Figure 2 − Papanicolaou method, 100×
LSIL: low-grade squamous intraepithelial lesion.
METHODS
In this study, we analyzed 800 samples of exfoliative cytology collected from the cervix. The cytological samples were selected randomly, two slides prepared from each patient simultaneously, in order to compare the two different staining methods. One of the smears was stained by standard Papanicolaou Staining and the other slide was stained by Blue staining. The staining composition described is based in a toluidine blue alcoholic solution. Toluidine blue diluted to 1% p/v in a 70% ethylic acid solution – for example, adding 1 g of toluidine blue to 100 ml of ethylic acid at 70%. In a more preferred embodiment of the composition object comprises 80%-99.5% p/v alcoholic base and 0.5%-20% p/v toluidine blue.
Procedures description:
• sample collection;
• sample placing on the slide as smear;
• slide drying in the air – 1 minute;
• composition application on the slide – 1 minute;
• quickly wash with running water;
• observation and reading.
RESULTS
In this study, the staining quality was compared in both methods and the diagnoses agreed in cases of difference in the matched pairs of smears, and the pathologists did not find difficulties in the interpretation of the Blue staining smears. Compared with the Papanicolaou staining, the time required to stain each set of slides was reduced from 20 to 3 minutes and costs were reduced by 70%.
CONCLUSION
Blue staining method allows staining cytology with high quality standards at reduced cost and time, when compared to the Papanicolaou method.
REFERENCES
1. Mendes SF, de Oliveira Ramos G, Rivero ER, Modolo F, Grando LJ, Meurer MI. Techniques for precancerous lesion diagnosis. J Oncol. 2011; 326094.

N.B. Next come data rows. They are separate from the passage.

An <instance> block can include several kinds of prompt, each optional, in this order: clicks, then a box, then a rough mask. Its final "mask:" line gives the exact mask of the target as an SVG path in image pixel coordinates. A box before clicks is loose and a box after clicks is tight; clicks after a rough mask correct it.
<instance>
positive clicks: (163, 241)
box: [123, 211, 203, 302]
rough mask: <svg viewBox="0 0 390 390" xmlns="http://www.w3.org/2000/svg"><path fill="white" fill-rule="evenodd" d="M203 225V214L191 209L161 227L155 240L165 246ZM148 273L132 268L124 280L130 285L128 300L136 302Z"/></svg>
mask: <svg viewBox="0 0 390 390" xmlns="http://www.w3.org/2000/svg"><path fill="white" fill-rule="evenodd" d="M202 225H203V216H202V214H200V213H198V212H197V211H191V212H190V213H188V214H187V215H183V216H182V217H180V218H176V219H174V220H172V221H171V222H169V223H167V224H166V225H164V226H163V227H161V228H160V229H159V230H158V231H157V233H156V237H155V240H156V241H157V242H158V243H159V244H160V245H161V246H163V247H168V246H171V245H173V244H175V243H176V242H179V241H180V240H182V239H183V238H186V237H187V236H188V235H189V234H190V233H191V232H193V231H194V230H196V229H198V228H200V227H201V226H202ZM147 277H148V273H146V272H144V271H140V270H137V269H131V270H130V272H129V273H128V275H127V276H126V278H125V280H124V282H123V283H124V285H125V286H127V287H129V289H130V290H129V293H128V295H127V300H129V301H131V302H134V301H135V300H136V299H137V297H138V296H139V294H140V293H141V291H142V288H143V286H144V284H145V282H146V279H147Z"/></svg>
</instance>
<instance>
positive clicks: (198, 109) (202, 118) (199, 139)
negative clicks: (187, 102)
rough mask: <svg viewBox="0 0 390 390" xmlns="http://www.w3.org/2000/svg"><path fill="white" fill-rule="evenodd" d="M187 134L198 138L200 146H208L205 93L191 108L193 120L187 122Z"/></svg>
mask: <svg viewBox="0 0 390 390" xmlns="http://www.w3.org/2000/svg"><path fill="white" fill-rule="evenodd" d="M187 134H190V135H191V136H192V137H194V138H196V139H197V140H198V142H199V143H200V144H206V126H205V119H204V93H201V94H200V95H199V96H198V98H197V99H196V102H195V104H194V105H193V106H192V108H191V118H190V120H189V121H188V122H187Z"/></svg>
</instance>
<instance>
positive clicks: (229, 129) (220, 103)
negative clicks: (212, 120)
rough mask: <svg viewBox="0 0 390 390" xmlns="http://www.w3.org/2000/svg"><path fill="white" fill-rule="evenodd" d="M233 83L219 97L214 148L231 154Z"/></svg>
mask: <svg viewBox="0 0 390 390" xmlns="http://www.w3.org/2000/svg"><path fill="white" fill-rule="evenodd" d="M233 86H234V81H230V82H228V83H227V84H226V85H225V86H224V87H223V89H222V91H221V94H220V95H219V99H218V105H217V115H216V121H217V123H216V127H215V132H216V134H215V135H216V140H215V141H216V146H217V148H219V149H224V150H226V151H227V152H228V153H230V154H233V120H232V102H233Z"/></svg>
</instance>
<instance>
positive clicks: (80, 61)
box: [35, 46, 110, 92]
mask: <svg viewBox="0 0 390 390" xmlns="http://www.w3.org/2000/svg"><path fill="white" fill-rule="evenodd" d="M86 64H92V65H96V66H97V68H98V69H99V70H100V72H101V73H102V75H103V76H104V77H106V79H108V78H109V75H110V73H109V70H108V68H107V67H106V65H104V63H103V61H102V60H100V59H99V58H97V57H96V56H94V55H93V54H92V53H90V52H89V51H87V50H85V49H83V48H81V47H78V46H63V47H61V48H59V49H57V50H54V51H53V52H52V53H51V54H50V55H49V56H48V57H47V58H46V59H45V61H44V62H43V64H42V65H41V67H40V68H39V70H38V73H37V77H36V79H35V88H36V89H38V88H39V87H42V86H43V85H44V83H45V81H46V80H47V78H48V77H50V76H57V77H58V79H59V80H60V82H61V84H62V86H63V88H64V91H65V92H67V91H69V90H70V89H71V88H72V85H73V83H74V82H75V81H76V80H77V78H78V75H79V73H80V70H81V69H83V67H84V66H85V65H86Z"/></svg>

2. Asthana A, Singh AK. Comparison of the routine Papanicolaou staining technique with rapid, economic, acetic acid, Papanicolaou (REAP) technique. Int J Med and Dent Sci. 2014; 3: 484-9.
3. Deshpande A, Veeragandham S. Comparative Ssudy of Papanicolaou stain (PAP) with rapid economic acetic Papanicolaou stain (REAP) in cervical cytology. J Evolution Med Dental Sci. 2015; 4: 7089-95.